Perplexity

Perplexity is commonly used to quantify the quality of a language model.

  • In terms of language modeling, cross entropy indicates the average number of bits needed to encode one word, and perplexity is the number of words that can be encoded with those bits. Denoting PPL as perplexity and CE as cross-entropy, then for a sequence $X$, $PPL(X) = 2^{CE(X)}$

  • So, if CE = 2, then PPL = 4 (which can be interpreted as the average branching factor). I.e. when trying to guess the next word, the language model is as confused as if it had to pick between 4 different worrds. So to minimize perplexity, you minimize cross-entropy, which means bringing to modeling distribution $Q$ closer to the real underlying distribution $P$. 

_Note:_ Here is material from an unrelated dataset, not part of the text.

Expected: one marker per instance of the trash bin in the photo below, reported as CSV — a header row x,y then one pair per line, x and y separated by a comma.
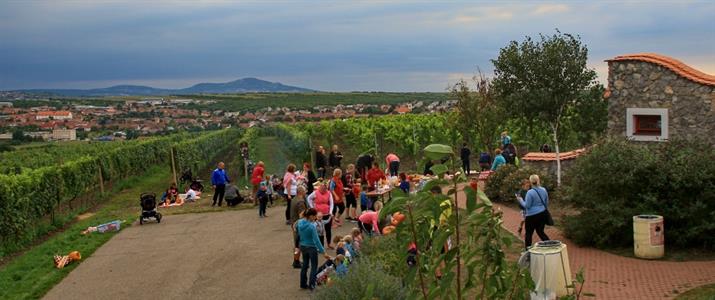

  • Given a sequence $X = [x_{0}, \ldots, x_{t}]$, its likelihood is $P(X) = \prod_{0 \le i \le t} p(x_{i}|x_{\lt i})$

  • Cross entropy $CE(X) = - \frac{1}{t} \text{log} P(X)$
    • you can interpret this as the loss of the language model
  • Perplexity $PPL(X) = e^{CE(X)} = e^{-\frac{1}{t} \sum_{0 \le i \le t} \text{log } p(x_{i}|x_{\lt i})}$
    • The above shows that perplexity is closely related to the loss. Since the loss is only a weak proxy for the model’s ability to generate quality text, we often also evalute the language model in a downstream task.
Written on December 9, 2022